Susan Sander, RNC naturalist Putting an exhibit together is like a scavenger hunt. An idea bubbles to the surface, sparked by a visitor’s comment, a child’s question, or some new twist to what I thought I knew. Underlying it is the never-ending quest to understand how things that I see every day (and those that get overlooked) came to be. Whatever the idea there are a lot of rabbit trails to track down.
Footprints, the current exhibit is definitely all of the above. This one has been brewing since 1983 – that’s when I first came to Texas from a small island in Lake Michigan. Everything seemed so different – the plants, the birds, and definitely the weather. But I soon discovered that I had landed on limestone –again; I merely moved south from the Niagara escarpment to the Balcones escarpment, but also jumped forward in time from Silurian sea bed (430-450 million years ago) to Cretaceous sea bed (140 million years ago)!

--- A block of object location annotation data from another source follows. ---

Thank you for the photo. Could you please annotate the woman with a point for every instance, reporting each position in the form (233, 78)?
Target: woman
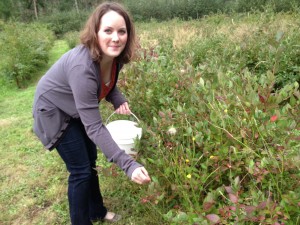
(66, 109)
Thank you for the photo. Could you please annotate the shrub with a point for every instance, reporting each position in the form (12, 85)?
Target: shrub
(72, 38)
(63, 22)
(24, 49)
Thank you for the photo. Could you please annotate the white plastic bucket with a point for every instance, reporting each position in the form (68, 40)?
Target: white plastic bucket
(125, 133)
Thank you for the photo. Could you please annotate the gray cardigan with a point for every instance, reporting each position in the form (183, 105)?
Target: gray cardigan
(70, 89)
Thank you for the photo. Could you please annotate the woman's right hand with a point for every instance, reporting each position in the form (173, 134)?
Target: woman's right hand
(140, 176)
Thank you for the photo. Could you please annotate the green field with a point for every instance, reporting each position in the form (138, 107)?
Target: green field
(227, 85)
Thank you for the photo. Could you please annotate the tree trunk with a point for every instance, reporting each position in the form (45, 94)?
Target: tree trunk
(76, 6)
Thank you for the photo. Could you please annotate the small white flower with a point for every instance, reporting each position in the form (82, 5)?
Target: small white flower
(172, 131)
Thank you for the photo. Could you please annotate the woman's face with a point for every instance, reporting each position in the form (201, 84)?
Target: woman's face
(112, 35)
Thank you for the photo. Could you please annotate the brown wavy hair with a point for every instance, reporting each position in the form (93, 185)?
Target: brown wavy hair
(89, 37)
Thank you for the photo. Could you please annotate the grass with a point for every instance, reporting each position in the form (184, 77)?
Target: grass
(33, 187)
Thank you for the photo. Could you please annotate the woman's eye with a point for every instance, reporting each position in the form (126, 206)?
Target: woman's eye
(122, 32)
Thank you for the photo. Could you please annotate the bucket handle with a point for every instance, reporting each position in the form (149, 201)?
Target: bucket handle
(115, 112)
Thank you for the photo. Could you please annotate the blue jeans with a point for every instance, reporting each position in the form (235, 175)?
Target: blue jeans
(79, 154)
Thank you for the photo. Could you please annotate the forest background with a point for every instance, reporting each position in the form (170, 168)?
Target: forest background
(216, 87)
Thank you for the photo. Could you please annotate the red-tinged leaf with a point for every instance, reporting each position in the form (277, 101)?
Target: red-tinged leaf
(233, 198)
(229, 189)
(262, 99)
(249, 209)
(232, 208)
(213, 218)
(262, 205)
(273, 118)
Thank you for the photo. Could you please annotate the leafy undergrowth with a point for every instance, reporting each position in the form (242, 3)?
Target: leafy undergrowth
(218, 101)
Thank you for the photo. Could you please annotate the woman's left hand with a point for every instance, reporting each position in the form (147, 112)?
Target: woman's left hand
(123, 109)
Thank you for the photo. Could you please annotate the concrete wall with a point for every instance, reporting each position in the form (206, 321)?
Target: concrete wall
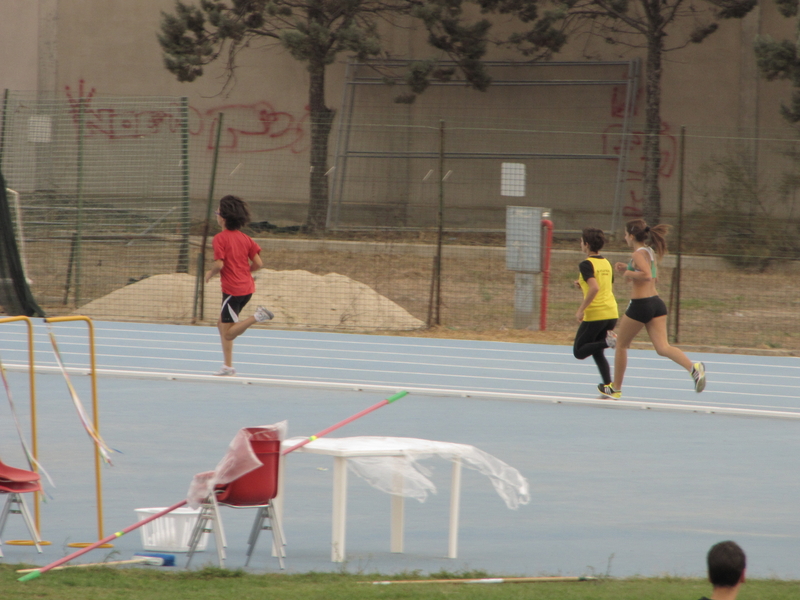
(88, 47)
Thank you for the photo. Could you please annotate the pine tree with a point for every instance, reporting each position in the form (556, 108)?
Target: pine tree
(652, 25)
(315, 32)
(780, 60)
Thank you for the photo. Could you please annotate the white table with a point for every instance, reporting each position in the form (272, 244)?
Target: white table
(343, 448)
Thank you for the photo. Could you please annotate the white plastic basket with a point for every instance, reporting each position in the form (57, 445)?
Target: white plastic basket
(170, 532)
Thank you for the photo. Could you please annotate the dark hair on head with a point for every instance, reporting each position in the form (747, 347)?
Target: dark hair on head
(655, 237)
(235, 212)
(594, 238)
(726, 563)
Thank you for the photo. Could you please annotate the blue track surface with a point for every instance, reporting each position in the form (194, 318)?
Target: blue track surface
(625, 491)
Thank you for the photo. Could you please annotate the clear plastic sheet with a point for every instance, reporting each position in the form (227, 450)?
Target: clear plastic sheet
(385, 459)
(238, 460)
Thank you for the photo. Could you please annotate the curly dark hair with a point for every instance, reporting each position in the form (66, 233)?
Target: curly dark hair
(235, 212)
(594, 238)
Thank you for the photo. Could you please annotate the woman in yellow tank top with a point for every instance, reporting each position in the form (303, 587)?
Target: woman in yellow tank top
(646, 308)
(598, 312)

The current exhibit has another connection to those northern roots. A few years ago the Hill County Archeological Association put together an exhibit at RNC – its first panel focused on 17,000 years ago just prior to First Peoples. A power point by Steve Stoutamire gave a sneak peek into a Kerr County cave (on private land – so you can’t ask me where) that contained remains of those early animals, which included mammoths, sabertoothed cats, even a sloth! Wait – those are Ice Age animals! (Just ask any kid that has seen the movie.)
It turns out that 14,000 years ago the island that I had lived on was just getting carved out by the last retreating glacial ice. Life was sparse up north but it was thriving down south – and the largest land animals were wandering all over Texas – our Ice Age animals were huge!
And these were the beasts that the First Peoples no doubt had encountered as they crossed over the Bering Land Bridge onto the North American continent on their way to “Texas.” They hunted them with atlatls for meat and furs. Their actual tracks/ footprints have long disappeared, but how the beasts and people interacted in the environment did leave an impact, an environmental footprint. It shaped plant communities as did the climate, and over time that allowed some things to thrive while others didn’t.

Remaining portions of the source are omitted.